Interestingly, Africa’s youth are not waiting for permission to set the record straight. Social media has become a digital battleground where young Africans challenge caricatures with humour, pride, and precision. Nigerian TikToker Charity Ekezie has gone viral for her witty takedowns of absurd stereotypes — from queries about Africans riding elephants to whether they have internet access. Her satire is emblematic of a growing wave of digital resistance: memes of lions driving taxis, zebras as Uber chauffeurs, and cheetahs overtaking sedans on the N1 tell the world, in no uncertain terms, that Africa is watching — and laughing back.

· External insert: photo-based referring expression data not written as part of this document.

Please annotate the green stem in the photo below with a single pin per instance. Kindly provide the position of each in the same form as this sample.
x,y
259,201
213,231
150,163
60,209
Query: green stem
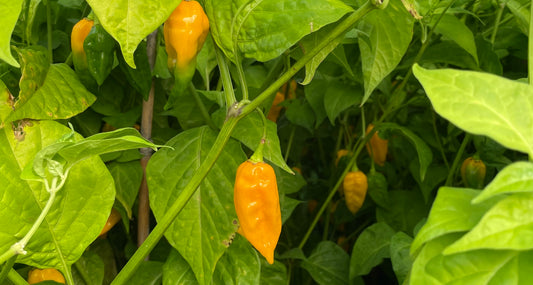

This form of ‘narrative clapping back’ isn’t just comedy; it’s communication warfare fought with emojis instead of ammunition. And it works. According to research by the African Centre for Strategic Studies (2022), digital storytelling is increasingly shaping perceptions among the African diaspora and global youth.
At The Southern African Times, we believe the antidote to narrative theft is not simply rebuttal, but production — telling our stories before others can misappropriate them. Our goal is to become Africa’s primary conduit of truth — a platform where rigour meets relevance, and where the kaleidoscope of African reality is captured, not erased.

We are growing this platform with a singular mission: to ensure that no African child ever has to explain that their country has skyscrapers, stable Wi-Fi, or sweets in the shops. More than that, we are committed to amplifying voices from underserved regions and minority groups — women entrepreneurs, rural innovators, cultural custodians, and the countless changemakers whose lives never make the headlines, but who are the headlines.
The task of narrative decolonisation is not trivial, and it is far from complete. It requires policy frameworks that support local media, academic curricula that re-centre African thought, and funding models that don’t tie editorial content to donor preferences. Above all, it requires belief — belief that our stories are worth telling, and that they are best told by us.
We are seeing progress. UNESCO’s 2021 “Re|Shaping Policies for Creativity” report calls for equitable visibility for African content on global platforms. Initiatives like Africa No Filter and the African Narrative Project are also mobilising resources and research to correct long-standing distortions.
Still, the burden remains on us. Africa will not be fully free until it is free to tell its own truths — complex, contradictory, colourful truths. As we mark Africa Day, let us do more than wave flags or don kente. Let us write. Let us film. Let us publish. Let us invest in the very machinery of storytelling that can build minds, markets and movements.
Because if we do not define ourselves, others will continue to do it for us — inaccurately, incompletely, and often injuriously.
And as The Southern African Times, we refuse to let that happen.
Written by Farai Ian Muvuti, the Chief Executive Officer of The Southern African Times, 2023 winner of the Young Entrepreneur of the Year award by the South African Chamber of Commerce UK, an advisor on the board of the Africa Chamber of Commerce, and a contributor to Arise News, Al Jazeera, and the BBC.